Home > I'm not a market timer, but ....

I'm not a market timer, but ....

May 11th, 2021 at 09:23 pm

I am by no means a market timer. I believe in investing regularly over time and, for the most part, holding things long term.

That said, over the past 3-ish years, I have gradually reduced the equity allocation of our portfolio and it now stands at about 66% (it was 80% 3 years ago). It's part of the adjustments I've been making as we prep for retirement. My plan had been to wait for the impending inheritance I'll be getting and use that money to adjust it down further to 60%. However, I don't know when that money will come and I've gotten increasingly nervous about the state of the market, so I've decided to start tweaking things a bit now.

The first thing I did was to turn off reinvestment of dividends and capital gains for a few of our stock mutual funds. That won't make a huge change and it won't move the needle quickly, but it will gradually lessen the stock exposure.

The other more immediate thing I did was to put in a sell order last night for one growth fund in my Roth. The aggressive growth stuff has shot up the most and will likely drop the most when things go sour. I'd much rather sell high and buy low than the other way around.  That fund held about 2.5% of our total so it takes us to about  63.5% equities.

I don't want to make any drastic moves so I may stop there until I get the inheritance, and then tweak it the rest of the way to the 60% mark. Of course, if today's market performance continues, the market itself might get us down the rest of the way.

6 Responses to “I'm not a market timer, but ....”

  1. Lots of ideas Says:

    I think the opposite. Today was a one time blip in response to the Colonial Pipeline hack (IMO)

    I think the Jobs Plan and Family Plan are going to pass and drive the economy in a positive direction. I have money that I kept on the side forever (literally) and based on my and the country’s circumstances, I am going to move half of it into the market.

    Still leaves me with a good cushion, and my income stream more than covers my current and projected this is a risk I can take...

  2. disneysteve Says:

    Lots of ideas, just to clarify, what I'm doing is not in response to yesterday's market performance. I actually did it before that. And by no means am I selling off all of our stock and stashing cash under the mattress. It's all just part of an ongoing (years) progression to being a bit more conservative in our portfolio. My target AA is 60% stock and we were sitting at 66%, partly because of how well things have done recently, so this is largely just rebalancing to get us down to that 60% mark. We're staying in the market for the long run. I don't expect to go below 60% anytime soon.

  3. Dido Says:

    With your target retirement in two years (per your sidebar), reallocating some is fine. The riskiest years are the five years before and the five years after retirement, so make sure you have a cash bucket (or fixed income such as a bond ladder) to cover you for 2-5 years depending on your risk tolerance. The riskiest assets *should* be in your Roth--ideally that is the last money you would draw on, so I wouldn't worry about risk assets in that account as long as they are good investments because they will have time to recover.

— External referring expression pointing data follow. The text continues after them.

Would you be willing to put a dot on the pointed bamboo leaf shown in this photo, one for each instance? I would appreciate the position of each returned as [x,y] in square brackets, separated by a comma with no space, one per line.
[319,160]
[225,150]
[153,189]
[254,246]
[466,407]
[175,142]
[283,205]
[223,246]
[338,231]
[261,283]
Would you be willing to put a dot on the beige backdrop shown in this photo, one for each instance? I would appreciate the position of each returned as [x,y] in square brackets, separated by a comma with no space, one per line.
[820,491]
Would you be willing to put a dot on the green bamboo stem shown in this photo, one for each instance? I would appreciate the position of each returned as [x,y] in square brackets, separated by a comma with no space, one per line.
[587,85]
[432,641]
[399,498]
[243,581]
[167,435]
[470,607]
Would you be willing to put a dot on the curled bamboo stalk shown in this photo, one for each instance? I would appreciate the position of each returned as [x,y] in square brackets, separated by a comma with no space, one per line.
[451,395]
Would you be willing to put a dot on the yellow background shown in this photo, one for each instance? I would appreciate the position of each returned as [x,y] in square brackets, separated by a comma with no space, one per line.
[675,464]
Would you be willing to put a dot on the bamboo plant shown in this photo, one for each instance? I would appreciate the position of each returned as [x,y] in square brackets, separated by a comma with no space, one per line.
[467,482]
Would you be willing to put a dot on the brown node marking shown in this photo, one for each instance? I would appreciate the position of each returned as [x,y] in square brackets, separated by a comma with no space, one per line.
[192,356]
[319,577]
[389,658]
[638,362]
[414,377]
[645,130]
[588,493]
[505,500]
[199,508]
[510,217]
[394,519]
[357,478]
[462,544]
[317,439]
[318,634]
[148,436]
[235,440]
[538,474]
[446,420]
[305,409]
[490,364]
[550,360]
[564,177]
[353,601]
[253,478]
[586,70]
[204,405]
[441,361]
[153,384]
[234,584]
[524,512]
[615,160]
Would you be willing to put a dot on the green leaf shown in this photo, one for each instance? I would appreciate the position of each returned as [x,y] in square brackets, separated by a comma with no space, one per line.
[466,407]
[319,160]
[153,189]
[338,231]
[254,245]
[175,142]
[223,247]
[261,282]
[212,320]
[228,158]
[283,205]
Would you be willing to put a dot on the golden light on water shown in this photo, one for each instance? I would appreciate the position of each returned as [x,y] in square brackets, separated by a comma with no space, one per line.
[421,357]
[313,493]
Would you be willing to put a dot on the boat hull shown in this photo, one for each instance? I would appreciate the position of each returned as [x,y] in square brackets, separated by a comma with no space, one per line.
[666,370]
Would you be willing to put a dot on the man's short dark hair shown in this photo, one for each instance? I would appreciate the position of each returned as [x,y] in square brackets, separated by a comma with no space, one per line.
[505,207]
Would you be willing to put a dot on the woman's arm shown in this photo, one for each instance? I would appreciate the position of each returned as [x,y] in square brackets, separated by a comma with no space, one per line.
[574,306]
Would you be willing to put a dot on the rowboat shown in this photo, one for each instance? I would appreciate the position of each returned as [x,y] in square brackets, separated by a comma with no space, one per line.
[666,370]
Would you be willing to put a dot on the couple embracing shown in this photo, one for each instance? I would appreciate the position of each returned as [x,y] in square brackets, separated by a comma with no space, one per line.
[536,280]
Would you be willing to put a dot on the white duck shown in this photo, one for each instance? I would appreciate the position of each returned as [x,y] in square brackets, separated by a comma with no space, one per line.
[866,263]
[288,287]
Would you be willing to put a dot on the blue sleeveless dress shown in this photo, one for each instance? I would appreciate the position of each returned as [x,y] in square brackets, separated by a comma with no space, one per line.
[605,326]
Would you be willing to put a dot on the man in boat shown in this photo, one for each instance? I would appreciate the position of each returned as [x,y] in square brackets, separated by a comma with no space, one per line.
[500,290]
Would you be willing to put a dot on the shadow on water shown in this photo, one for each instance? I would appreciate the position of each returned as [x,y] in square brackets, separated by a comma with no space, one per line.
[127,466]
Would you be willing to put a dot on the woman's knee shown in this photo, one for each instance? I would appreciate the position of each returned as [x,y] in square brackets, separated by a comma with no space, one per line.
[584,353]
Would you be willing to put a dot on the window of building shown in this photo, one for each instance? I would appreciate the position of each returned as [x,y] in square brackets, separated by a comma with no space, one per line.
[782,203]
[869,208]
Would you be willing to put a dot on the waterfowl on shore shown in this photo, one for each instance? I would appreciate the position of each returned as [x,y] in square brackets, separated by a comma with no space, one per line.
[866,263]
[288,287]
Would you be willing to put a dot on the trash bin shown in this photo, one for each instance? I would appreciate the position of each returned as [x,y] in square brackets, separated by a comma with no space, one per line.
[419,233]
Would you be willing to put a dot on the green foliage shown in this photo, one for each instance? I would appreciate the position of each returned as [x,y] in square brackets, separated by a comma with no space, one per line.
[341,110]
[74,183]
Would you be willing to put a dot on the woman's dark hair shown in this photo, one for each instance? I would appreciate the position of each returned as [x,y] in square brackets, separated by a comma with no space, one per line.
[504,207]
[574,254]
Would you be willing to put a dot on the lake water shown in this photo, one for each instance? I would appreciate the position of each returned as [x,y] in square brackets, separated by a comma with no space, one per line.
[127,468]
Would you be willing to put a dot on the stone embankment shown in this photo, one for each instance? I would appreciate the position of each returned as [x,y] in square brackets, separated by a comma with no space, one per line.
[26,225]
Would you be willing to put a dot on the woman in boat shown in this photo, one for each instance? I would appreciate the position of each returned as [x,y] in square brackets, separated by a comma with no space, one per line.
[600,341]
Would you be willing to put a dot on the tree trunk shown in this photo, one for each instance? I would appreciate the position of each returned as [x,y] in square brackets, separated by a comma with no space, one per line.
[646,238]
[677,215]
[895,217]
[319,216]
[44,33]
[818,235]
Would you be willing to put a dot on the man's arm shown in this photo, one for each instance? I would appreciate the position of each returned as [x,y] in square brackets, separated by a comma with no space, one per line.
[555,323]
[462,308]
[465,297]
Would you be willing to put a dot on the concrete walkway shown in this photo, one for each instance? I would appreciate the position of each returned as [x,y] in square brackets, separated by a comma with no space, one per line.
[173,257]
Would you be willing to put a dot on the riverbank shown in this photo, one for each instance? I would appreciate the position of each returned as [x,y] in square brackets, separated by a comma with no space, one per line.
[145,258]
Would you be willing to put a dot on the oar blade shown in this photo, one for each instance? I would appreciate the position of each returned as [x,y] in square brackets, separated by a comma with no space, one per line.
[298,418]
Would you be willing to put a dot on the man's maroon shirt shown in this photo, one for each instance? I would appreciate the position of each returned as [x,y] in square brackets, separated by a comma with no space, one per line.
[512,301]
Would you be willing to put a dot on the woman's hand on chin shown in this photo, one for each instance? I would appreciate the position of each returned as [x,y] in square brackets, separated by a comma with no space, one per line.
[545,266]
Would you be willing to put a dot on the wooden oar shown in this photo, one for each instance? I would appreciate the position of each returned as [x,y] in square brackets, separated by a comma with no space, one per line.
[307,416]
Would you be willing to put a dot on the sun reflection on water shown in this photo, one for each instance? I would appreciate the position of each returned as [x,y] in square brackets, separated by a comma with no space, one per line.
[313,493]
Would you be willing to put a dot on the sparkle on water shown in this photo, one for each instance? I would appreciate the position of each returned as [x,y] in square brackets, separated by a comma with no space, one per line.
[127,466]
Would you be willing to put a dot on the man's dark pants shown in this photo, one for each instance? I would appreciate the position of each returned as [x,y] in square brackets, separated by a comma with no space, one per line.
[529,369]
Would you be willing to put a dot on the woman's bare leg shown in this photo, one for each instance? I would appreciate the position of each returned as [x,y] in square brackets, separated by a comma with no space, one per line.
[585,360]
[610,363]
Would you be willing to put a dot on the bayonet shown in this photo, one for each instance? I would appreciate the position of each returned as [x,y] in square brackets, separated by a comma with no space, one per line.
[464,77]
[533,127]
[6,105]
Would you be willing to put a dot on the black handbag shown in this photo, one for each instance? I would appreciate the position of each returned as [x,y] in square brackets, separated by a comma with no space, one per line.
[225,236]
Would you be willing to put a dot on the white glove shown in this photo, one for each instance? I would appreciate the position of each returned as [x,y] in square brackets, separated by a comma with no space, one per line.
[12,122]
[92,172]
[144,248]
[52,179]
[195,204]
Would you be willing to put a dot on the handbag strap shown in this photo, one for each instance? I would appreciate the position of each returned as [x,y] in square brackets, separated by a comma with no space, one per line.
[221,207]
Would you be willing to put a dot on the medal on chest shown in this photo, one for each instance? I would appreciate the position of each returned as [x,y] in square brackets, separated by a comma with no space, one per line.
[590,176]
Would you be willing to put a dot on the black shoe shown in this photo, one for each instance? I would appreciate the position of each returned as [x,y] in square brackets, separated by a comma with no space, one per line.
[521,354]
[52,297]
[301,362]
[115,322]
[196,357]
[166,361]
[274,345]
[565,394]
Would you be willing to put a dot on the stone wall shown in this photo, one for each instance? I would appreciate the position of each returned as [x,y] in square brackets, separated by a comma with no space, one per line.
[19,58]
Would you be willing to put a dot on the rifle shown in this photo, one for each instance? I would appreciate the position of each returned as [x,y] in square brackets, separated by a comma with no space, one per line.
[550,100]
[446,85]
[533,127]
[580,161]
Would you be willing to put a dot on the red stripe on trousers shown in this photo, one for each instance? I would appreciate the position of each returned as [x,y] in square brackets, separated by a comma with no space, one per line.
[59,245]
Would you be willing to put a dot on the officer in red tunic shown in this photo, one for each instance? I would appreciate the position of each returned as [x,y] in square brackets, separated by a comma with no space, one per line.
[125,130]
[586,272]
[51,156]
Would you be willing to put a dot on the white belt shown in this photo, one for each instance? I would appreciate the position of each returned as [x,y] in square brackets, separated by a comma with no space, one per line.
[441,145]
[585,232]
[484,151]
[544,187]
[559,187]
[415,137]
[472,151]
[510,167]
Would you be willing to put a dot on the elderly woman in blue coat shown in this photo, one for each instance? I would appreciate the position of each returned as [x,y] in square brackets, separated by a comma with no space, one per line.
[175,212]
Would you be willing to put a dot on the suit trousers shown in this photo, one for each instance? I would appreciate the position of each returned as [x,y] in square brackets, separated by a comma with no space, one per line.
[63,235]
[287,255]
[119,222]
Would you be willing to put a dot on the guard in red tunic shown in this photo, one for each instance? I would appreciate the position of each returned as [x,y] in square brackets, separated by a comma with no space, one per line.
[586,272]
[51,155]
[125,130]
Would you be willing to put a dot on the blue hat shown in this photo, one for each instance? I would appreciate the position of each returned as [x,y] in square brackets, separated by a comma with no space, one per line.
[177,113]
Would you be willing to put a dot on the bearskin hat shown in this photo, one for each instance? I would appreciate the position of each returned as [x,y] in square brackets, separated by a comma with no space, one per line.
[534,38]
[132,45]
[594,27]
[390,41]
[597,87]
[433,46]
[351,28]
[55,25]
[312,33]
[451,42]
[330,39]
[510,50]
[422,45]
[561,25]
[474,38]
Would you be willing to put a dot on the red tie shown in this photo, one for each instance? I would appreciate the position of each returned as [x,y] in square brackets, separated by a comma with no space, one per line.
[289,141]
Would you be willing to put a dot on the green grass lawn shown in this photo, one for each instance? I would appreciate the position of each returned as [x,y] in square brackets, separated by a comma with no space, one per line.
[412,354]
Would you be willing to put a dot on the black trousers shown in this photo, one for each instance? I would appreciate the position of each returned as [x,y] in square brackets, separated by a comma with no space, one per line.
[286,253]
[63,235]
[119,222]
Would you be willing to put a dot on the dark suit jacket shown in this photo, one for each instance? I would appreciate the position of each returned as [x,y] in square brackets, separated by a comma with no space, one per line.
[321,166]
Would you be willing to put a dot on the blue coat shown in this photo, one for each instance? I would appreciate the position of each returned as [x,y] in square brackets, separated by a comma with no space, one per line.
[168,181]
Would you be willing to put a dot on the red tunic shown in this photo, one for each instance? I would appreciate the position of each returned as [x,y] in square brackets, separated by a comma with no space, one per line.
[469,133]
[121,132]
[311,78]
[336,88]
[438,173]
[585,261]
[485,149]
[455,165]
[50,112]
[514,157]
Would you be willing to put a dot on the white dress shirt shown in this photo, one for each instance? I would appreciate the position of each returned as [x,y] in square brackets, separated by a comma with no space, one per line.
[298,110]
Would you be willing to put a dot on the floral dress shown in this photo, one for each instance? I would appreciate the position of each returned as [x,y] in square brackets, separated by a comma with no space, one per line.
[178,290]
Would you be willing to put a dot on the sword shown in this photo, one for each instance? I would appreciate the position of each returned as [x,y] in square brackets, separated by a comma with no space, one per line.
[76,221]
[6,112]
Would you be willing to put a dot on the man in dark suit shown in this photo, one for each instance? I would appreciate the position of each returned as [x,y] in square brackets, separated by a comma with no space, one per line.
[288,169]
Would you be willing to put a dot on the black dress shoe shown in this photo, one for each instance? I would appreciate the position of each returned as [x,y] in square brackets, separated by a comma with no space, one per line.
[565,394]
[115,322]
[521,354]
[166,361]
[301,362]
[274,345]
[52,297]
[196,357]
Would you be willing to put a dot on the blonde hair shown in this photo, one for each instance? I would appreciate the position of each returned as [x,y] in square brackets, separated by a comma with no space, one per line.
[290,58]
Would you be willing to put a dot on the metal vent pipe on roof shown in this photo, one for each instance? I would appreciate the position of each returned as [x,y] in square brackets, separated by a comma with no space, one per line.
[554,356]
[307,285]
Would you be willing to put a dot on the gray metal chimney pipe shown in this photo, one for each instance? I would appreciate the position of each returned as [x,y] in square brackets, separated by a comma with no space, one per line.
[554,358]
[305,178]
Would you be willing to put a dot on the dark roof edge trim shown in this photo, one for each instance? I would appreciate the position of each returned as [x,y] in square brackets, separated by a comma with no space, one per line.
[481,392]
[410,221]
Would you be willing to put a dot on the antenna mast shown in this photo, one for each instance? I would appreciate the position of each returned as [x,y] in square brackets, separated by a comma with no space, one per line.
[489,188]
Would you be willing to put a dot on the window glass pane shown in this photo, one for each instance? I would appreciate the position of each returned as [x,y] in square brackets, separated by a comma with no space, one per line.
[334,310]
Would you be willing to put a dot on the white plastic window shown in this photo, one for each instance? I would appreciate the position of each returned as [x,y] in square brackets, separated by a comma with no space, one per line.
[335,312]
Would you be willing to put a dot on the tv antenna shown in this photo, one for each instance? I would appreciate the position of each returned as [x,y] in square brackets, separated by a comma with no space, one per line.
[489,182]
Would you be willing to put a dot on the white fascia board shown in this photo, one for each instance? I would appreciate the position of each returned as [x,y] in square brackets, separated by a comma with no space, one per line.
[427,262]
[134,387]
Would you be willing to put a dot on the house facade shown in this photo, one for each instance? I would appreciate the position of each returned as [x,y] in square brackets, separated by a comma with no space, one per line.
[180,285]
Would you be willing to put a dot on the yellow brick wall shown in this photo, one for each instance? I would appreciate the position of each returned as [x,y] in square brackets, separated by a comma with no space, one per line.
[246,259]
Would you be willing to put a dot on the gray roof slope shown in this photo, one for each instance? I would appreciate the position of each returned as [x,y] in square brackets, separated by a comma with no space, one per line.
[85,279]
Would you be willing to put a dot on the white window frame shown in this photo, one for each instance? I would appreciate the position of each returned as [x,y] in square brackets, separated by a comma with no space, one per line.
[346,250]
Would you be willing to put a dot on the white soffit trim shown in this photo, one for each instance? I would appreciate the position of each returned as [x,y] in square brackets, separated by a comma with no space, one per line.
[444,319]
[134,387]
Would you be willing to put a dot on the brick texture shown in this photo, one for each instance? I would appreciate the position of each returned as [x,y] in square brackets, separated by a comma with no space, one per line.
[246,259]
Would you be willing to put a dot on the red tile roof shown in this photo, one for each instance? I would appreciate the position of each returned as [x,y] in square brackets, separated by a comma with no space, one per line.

There is probably going to be a short-term dip but, while business spending may be more tepid given the uncertainty about upcoming tax and regulatory changes, there is still pent-up demand and cash sitting in people's bank accounts, so recovery from a downturn is also likely, driven by consumer spending.

  4. LivingAlmostLarge Says:

    It sounds like a good plan.

  5. terri77 Says:

    Sounds like a good plan. I tend to have a more aggressive investing strategy because I will have another income source with my pension, but I would be less aggressive if I didn’t expect a pension.

  6. rob62521 Says:

    Sounds like a smart plan. They say the closer you are to retirement, the less you should have in stocks, especially if you have a bunch like you did at 80%. I think with inflation and fewer people wanting to go back to work, I think the market is going to have some pretty dismal days ahead.